Décidément nous étions perdus et nous ne savions plus si nous devions aller en avant ou reculer. Mon compagnon prit alors une grande détermination: il avisa un arbre et se mit à monter dessus. "Victoire! victoire! s'écria-t-il quand il fut à cinq ou six mètres au-dessus du sol, nous touchons au lac; encore quelques pas et nous y sommes." En disant ces mots, il allongeait la main dans la direction que nous devions prendre; mais dans ce mouvement d'indication, le corps se porta trop en avant, et l'arbre qui ne tenait debout que soutenu par les tiges voisines cassa net et tomba lourdement sur les arbrisseaux qui l'entouraient, entraînant dans sa chute l'imprudent qui l'avait occasionnée.
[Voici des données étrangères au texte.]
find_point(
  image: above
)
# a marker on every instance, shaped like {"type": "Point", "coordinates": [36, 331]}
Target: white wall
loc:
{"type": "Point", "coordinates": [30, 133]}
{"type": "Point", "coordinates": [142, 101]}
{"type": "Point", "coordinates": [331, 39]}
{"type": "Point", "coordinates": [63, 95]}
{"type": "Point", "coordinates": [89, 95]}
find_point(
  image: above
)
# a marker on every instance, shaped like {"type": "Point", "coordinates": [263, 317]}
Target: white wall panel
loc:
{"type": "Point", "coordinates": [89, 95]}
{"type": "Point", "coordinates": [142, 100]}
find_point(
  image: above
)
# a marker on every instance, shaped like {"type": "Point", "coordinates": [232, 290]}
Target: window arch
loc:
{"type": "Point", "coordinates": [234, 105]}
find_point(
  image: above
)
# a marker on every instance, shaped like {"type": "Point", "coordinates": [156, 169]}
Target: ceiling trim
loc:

Un juron aussi énergique que peu parlementaire m'annonça que mon camarade se tirait à peu près sauf du lit de branches, de feuilles et de boue dans lequel il avait d'abord été enfoui. Je le plaignis de son accident comme il avait fait du mien, quelques moments plus tôt, en me moquant de lui, et grâce à ses indications, nous étions après cinq minutes sur les bords du lac, où nous fûmes grandement indemnisés de toutes nos misères passées.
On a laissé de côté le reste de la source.